Miscellany (Поппунчов сборник) is a collection of sermons and other religious texts (a Damaskin), by Puncho Kuzdin (Пунчо Куздин), a priest and pupil of Paisius of Hilendar who compiled, scribed and illustrated it by 1796, in a village near Mokreš Lomu. Today it is in the SS. Cyril and Methodius National Library in Sofia (under the shelfmark NBKM 693).

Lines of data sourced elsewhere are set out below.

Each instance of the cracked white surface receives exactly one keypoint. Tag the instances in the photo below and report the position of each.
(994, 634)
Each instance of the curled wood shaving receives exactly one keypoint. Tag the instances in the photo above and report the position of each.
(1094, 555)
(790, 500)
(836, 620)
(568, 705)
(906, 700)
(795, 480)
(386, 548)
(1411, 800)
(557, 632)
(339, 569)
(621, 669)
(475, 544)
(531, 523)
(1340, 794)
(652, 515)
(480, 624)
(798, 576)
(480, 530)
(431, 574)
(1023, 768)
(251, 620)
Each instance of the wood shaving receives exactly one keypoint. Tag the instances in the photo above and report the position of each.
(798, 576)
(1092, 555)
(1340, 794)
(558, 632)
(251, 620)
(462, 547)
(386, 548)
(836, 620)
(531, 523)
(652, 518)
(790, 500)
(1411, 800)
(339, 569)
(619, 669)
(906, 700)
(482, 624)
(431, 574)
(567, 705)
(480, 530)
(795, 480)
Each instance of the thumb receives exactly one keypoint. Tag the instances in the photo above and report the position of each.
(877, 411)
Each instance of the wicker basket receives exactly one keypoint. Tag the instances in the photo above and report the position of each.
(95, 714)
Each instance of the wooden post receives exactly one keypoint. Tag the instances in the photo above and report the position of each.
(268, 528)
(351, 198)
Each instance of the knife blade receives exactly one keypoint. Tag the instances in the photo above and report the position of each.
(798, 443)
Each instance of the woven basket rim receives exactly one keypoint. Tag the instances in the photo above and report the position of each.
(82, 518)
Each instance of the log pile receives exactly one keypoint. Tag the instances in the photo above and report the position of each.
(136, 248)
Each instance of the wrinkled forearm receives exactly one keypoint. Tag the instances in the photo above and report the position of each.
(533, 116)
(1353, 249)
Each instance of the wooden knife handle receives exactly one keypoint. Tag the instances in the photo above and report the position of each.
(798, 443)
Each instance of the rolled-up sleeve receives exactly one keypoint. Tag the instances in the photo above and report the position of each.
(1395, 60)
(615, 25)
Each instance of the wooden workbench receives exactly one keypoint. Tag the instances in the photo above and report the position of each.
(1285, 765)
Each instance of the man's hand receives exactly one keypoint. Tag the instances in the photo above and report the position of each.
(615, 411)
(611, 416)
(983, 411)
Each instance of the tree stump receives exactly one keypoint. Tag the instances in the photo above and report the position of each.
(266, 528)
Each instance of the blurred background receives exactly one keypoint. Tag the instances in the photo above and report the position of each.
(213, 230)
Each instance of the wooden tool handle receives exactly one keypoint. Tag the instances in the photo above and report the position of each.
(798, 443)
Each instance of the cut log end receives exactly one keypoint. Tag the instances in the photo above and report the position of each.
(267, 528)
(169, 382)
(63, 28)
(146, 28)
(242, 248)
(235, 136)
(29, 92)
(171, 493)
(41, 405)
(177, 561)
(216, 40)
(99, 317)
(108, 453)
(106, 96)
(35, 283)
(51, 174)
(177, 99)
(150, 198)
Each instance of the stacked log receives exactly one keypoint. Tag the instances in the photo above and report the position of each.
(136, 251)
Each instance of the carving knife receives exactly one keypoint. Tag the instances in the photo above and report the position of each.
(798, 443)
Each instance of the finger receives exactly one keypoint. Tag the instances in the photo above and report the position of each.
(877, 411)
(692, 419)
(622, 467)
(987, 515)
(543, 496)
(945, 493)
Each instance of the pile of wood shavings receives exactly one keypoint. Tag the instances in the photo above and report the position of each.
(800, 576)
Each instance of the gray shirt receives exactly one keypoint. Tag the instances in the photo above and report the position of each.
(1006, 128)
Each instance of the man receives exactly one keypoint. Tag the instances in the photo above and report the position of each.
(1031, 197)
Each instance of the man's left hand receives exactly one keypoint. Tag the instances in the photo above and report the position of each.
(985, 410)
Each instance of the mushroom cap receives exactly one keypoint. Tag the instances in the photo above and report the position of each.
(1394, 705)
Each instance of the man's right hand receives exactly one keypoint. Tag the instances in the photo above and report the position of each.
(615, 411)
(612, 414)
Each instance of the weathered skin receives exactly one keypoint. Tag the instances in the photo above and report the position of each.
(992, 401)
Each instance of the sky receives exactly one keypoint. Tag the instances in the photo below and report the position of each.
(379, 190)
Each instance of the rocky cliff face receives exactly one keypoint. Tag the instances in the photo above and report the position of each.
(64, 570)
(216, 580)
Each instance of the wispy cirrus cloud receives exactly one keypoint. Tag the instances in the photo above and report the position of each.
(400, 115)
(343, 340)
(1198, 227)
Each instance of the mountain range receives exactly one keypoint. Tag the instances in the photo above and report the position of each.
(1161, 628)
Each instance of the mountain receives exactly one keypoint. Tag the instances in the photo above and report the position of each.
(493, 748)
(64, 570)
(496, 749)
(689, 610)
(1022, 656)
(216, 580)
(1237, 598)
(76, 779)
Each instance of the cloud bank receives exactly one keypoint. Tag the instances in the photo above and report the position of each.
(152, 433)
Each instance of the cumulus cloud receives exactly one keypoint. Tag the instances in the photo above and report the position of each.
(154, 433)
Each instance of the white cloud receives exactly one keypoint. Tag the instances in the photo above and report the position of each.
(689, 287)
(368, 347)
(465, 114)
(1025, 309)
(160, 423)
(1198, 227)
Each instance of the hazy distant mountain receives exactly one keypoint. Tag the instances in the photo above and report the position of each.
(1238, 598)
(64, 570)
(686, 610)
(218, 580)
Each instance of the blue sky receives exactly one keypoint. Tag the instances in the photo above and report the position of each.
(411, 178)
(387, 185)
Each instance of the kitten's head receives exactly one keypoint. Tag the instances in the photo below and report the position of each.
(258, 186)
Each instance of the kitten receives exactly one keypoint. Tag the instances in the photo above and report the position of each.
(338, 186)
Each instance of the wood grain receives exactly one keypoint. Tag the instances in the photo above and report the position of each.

The 809 pages are 20.5 х 15 centimeters.

The collection is an important witness to the nascent modern literary Bulgarian language, as written by an educated man using the commonly spoken language of Bulgarian (mokrešský dialect). The text is accompanied by several miniatures, including two self-portraits.

== Sources ==
- Šaur, Vladimír. Pop Punčov sbornik kak istočnik istoriko-dialektologičeskich issledovanij. 1. vyd. Praha: Ústav jazyků a literatur ČSAV, 1970. (rusky s českým resumé)
- Šaur, Vladimír. Vztah mezi vlivy dialektů a jiných slovanských jazyků v počátcích vytváření spisovné bulharštiny. In Studia Balkanica Bohemoslovaca : (příspěvky přednesené na I. celostátním balkanistickém symposiu v Brně 11.-12. prosince 1969). S. 254-260.